According to P+F, clean room workers are a clean room’s largest contamination source. “People generate particles in the form of lint, skin flakes, cosmetics and respiratory emissions,” says P+F’s Lou Szabo. “To prevent particulates and particles from settling and accumulating on equipment, housing finishes must be hard, polished and free of corners, crevices or seams where dirt and other unwelcome visitors like bacteria might collect.” Szabo notes that the OIT can be a flashpoint of contamination “because that’s where humans tend to spend the most time.” Szabo explains that OITs must be designed, first, to eliminate any feature that promotes the accumulation of contaminates and be able to withstand the rigors of aseptic cleaning. “Housings must resist high-pressure, high-temperature washdowns, including live steam and aggressive cleaning chemicals as well as simpler SOPs such as spray and wipe,” says Szabo.

Pepperl+Fuchs say a major pharmaceutical company with extensive biopharmaceutical operations (one that shall not be named), recently embarked on a program to expand their aseptic manufacturing space to meet demand for a new drug. Operations quality supported by information systems and process controls was a priority, says P+F, and their customer wanted these systems to be accessed by OITs in its Grade A and B spaces mounted flush with the surface of the new space’s modular walls with minimal protrusion from behind. Plant requirements, as well as lessons learned from the initial plant construction, called for two aseptically designed OIT panels in theses spaces: One to communicate with the DCS and a second to communicate with the manufacturing execution system (MES) in a virtualized environment. Additional terminals were also specified to provide access to company intranets and corporate applications such as email, as well as room status displays (RSD). Pepperl+Fuchs’ customer, as well as the firm engineering the new capacity, both wanted the installation and maintenance of the OITs to be more cost-efficient.


According to Pepperl+Fuchs, the existing workstation’s installation cycle time was long — between six and eight hours per unit for Grade B and A spaces, respectively. “A good deal of time was spent aligning templates, drilling holes, aligning fixtures, affixing rear fixing plates, and finally, sealing all exposed seams with a silicone room temperature vulcanizing (RTV) elastomer sealant/encapsulant,” says Szabo, “This translates to one workstation installation per day, or in the case where 20 or more are being installed, a ‘critical path item’ in the project schedule.”

The company’s improved panel design incorporates some well-refined installation features. To start, the OIT requires mounting the enclosure shell to the studs in the wall. The unit is then secured from the inside of the enclosure shell with a torque-limited drill. As the screws are tightened, a clever spring-activated latch deploys and tightens against the rear of the modular wall. “The shell can be secured in two minutes,” says Szabo, then the integral FDA-grade silicone gasket forms an air/bacteria seal between the shell and wall.”

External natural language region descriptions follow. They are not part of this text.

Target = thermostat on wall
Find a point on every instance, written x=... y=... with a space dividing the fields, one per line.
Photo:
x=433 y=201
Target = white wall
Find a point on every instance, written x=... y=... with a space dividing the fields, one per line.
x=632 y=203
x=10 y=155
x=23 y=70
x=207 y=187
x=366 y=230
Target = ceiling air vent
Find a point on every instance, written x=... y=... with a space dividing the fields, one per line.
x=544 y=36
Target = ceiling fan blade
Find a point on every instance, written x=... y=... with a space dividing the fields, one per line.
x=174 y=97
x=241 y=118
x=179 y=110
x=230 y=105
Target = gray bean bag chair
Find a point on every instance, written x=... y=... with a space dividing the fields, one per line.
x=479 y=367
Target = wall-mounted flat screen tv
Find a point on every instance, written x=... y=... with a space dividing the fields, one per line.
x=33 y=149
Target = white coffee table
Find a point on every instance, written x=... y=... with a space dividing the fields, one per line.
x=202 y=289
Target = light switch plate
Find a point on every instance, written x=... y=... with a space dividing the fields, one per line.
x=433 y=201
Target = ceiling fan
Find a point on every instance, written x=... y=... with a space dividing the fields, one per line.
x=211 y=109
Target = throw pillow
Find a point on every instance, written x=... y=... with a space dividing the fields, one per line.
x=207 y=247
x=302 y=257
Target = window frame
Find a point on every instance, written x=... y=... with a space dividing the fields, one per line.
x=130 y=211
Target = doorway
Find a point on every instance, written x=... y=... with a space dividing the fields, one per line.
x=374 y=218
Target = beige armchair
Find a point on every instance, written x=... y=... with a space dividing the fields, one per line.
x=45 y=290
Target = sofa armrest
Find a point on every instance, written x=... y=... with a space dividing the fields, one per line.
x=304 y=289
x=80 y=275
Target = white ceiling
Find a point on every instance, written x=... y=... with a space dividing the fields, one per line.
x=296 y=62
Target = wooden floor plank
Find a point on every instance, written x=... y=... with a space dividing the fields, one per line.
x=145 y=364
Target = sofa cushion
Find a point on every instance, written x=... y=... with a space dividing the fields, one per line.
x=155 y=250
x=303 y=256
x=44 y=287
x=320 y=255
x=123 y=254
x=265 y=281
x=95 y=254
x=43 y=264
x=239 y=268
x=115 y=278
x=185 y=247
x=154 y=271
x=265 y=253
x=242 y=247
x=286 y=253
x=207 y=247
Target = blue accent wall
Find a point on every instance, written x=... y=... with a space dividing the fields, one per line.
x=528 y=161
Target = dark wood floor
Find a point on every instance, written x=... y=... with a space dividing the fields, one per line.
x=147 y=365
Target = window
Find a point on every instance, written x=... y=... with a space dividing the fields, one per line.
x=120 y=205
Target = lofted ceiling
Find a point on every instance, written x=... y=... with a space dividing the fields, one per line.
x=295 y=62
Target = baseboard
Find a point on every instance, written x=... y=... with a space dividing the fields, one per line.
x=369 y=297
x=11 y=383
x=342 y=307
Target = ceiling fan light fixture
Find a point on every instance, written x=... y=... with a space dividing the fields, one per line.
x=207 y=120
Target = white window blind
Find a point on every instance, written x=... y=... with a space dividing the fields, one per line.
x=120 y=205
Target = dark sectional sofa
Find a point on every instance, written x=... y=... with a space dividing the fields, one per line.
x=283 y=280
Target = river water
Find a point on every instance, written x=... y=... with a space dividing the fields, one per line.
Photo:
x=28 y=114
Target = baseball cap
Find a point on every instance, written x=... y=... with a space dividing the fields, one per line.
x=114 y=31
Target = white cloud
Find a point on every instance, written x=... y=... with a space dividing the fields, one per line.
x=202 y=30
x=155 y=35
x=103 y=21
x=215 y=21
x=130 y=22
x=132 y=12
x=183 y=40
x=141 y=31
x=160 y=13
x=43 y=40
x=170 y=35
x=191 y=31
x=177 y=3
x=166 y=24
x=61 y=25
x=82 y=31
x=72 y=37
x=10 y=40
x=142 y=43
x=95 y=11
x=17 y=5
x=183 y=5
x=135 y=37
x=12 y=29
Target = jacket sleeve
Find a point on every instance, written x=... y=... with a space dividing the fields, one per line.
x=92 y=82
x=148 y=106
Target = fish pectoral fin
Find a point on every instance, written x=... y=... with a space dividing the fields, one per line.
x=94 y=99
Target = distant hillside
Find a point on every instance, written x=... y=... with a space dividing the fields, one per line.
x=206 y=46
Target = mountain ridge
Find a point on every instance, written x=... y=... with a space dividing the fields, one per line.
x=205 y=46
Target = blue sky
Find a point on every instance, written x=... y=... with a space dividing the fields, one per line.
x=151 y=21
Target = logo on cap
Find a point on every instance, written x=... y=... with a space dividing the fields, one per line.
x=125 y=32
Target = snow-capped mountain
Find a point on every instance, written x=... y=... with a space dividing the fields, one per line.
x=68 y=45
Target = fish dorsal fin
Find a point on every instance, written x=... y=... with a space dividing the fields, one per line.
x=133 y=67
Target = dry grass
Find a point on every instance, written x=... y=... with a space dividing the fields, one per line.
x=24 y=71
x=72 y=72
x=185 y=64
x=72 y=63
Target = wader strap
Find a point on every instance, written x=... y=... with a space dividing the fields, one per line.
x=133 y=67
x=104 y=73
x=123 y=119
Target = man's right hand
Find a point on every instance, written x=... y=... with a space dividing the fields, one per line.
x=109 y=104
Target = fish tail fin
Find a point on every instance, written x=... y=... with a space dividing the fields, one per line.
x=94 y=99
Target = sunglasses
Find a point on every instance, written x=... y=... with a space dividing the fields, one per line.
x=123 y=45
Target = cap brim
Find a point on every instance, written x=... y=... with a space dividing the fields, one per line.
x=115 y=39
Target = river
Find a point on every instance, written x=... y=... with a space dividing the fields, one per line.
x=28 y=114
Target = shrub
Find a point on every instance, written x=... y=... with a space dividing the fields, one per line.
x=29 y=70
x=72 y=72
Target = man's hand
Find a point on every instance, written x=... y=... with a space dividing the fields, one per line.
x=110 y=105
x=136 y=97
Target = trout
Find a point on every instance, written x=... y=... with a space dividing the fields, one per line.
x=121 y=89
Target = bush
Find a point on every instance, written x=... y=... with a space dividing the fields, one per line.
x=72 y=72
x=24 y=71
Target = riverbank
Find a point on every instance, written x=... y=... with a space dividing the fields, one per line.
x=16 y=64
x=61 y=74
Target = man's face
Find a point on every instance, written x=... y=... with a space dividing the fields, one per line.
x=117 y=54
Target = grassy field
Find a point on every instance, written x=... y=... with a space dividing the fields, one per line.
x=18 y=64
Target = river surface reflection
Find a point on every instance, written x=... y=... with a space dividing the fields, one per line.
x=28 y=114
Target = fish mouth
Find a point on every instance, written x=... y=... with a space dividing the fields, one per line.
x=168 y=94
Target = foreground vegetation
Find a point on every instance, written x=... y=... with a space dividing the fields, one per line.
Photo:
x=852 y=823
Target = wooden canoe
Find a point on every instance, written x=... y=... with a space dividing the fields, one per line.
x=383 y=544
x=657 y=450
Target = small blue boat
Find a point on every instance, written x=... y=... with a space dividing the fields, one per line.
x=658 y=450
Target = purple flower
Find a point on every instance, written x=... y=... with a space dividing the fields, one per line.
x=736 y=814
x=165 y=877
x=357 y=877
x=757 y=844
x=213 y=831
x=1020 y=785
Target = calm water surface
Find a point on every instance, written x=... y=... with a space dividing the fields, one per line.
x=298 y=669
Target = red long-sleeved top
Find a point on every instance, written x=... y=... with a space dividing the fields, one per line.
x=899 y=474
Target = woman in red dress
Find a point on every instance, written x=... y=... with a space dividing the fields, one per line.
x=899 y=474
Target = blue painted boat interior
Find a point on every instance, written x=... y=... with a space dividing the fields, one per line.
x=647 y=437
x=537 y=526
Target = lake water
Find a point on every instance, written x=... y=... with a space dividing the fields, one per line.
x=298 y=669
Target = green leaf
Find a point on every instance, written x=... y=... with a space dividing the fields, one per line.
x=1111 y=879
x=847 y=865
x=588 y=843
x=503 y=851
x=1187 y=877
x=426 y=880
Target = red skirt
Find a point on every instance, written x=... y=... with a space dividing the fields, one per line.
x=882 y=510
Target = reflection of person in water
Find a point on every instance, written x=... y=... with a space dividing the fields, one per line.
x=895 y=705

The company says the door is never removed from the shell, so no electrical connections are disrupted, minimizing commissioning time. Power and Cat5 connections are made, power applied, and the single vault-like hinge swings the door back in place and the latches set, pulling the door firmly against the second layer of the silicone gasket. In the process, an air/bacteria seal between the door and the shell is completed. “Clean rooms are expensive to design, construct and operate,” says Szabo, “and reducing labor-intensive installation time to under an hour and reducing maintenance time by at least 50 percent is certain to save CAPEX and OPEX.”